El Cielo Rojo (31)

59.8K 2.6K 66
                                    

Setelah menghabiskan waktu memanfaatkan fasilitas hotel demi menunjang penampilan besok, aku bosan juga. Menjelang petang kupikir tak ada salahnya membuktikan perkataanku. Kalau-kalau Don Pedro mengecek, aku pastikan resepsionis menyampaikan pesanku, bahwa aku keluar malam itu. Mungkin aku sudah terlalu jauh melibatkan perasaanku, aku tidak seharusnya kesal. Ya, aku memang bosan, tapi aku tak akan keluar kalau tidak kesal.

Tinggal berjalan beberapa meter mendekati pantai, Boyd dan teman-temannya yang baru akan meninggalkan pantai menemukanku. Aku tak punya rencana, kemungkinan hanya akan duduk-duduk di bar memesan limun. Ketika ia mengajakku bergabung di acara minum bersama rekannya di Mac Club Deuce, aku tak menolak.

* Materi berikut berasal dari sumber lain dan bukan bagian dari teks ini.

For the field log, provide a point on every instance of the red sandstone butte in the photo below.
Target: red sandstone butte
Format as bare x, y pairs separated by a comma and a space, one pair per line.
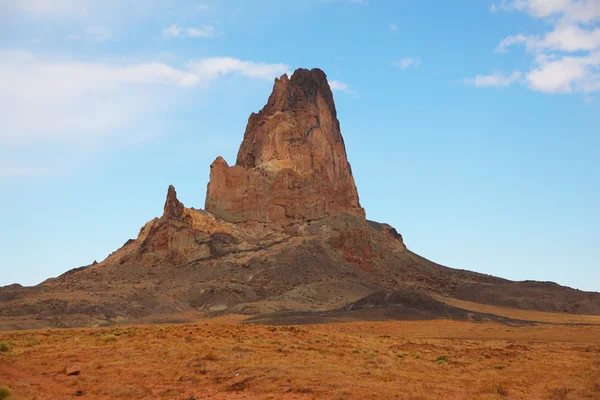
292, 164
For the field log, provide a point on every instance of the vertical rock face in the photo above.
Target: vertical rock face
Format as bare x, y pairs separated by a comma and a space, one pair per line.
292, 163
173, 207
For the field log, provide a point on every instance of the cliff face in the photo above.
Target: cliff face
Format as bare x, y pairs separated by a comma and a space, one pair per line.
292, 163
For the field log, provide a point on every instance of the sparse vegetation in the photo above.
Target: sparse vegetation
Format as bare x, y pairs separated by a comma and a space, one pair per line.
109, 338
224, 357
560, 393
5, 392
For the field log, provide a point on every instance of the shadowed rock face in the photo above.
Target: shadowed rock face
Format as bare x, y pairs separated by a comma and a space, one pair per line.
292, 163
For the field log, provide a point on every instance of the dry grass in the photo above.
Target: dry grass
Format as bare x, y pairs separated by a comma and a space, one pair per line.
526, 315
220, 359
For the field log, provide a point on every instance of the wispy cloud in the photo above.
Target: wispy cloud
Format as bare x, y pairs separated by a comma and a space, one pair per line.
338, 86
566, 58
54, 100
211, 68
408, 62
47, 7
94, 34
497, 79
13, 172
175, 31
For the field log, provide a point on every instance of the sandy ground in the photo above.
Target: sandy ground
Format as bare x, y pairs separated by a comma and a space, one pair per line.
221, 359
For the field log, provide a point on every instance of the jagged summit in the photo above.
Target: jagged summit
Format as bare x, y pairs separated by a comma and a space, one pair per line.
313, 251
292, 164
173, 207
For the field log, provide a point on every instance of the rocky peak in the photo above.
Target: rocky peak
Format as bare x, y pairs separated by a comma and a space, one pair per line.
292, 163
173, 207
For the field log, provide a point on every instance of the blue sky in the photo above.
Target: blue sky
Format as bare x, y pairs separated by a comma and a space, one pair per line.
471, 126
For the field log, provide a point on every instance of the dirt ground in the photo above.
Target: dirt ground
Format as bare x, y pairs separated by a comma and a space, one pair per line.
222, 359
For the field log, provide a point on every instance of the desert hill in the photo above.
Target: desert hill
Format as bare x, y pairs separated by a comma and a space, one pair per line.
282, 234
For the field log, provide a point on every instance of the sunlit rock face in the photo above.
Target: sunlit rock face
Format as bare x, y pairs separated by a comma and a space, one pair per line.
292, 163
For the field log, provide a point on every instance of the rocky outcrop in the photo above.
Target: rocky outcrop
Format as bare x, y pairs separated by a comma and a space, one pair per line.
292, 163
173, 207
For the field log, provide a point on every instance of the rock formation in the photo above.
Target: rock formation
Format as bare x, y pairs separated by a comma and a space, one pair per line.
292, 164
312, 257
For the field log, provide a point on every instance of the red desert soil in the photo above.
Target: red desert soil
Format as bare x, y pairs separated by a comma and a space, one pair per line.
222, 359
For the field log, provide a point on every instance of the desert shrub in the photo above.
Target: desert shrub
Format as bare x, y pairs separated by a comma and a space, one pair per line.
5, 392
560, 393
502, 390
109, 338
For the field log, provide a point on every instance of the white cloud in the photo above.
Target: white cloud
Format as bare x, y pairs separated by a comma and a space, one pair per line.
77, 8
94, 34
511, 41
408, 62
206, 31
338, 86
174, 31
565, 58
12, 172
497, 79
53, 100
566, 75
211, 68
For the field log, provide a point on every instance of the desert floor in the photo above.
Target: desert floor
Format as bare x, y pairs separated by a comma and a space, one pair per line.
222, 359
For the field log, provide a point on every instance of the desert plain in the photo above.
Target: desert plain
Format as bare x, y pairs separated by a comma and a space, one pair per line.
225, 358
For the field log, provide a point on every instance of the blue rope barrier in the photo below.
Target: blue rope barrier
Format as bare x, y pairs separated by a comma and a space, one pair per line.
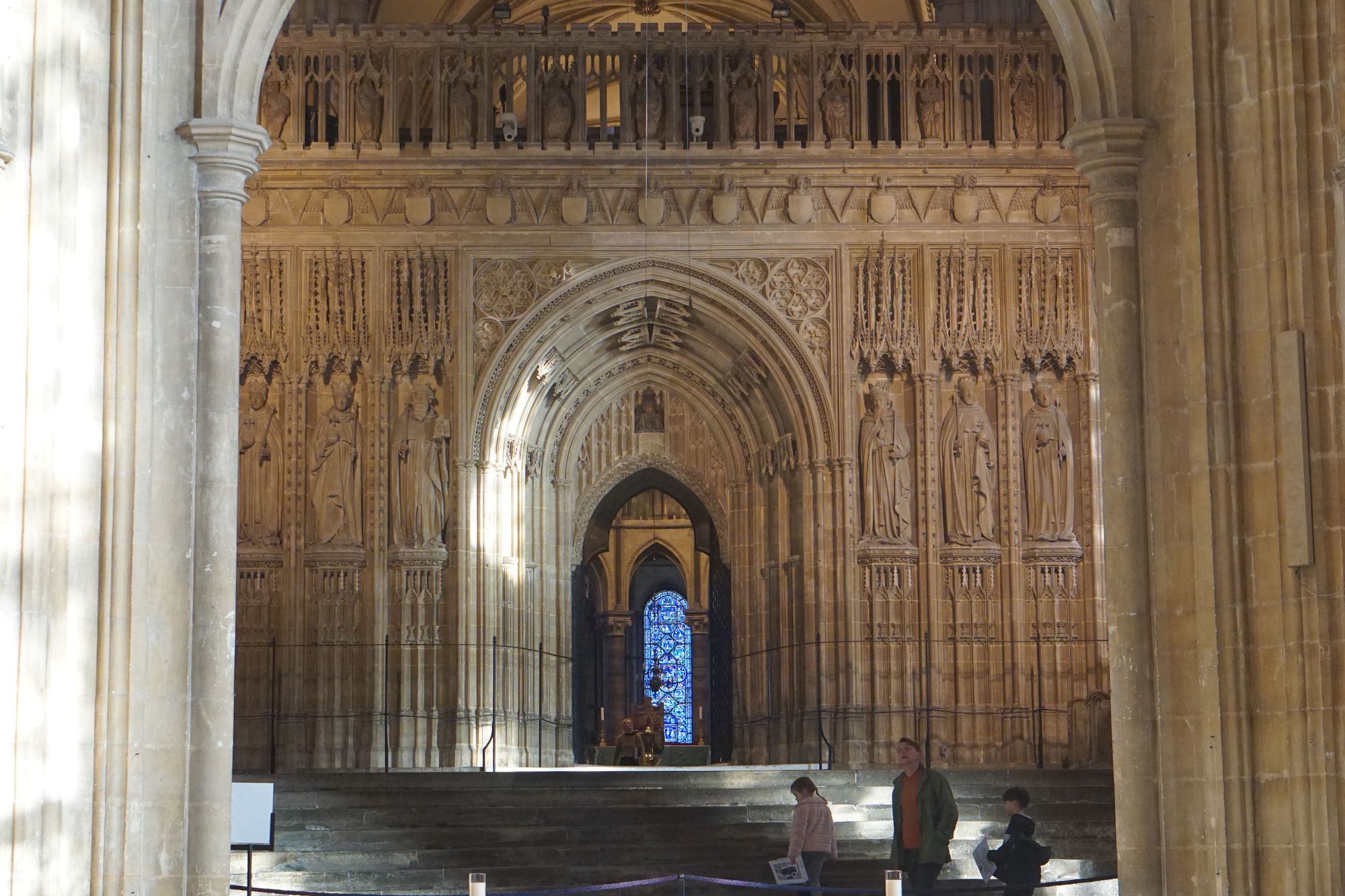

Praktis, sepanjang malam itu kami bercanda, tertawa, dan menari. Ada beberapa juke box di sudut club, dan satu diantaranya memainkan lagu-lagu Barry Manilow. Satu dolar, untuk satu lagu. Boyd mengajakku menari saat I Can't Smile Without You dipilihnya, dan aku mau. Teman-temannya bersorak sorai mengatai seleranya seperti orang tua, tapi aku juga suka Barry Manilow. Sayang, musik dari juke box itu sudah tak jernih lagi karena mesinnya sudah tua, tapi Boyd sepertinya senang-senang aja.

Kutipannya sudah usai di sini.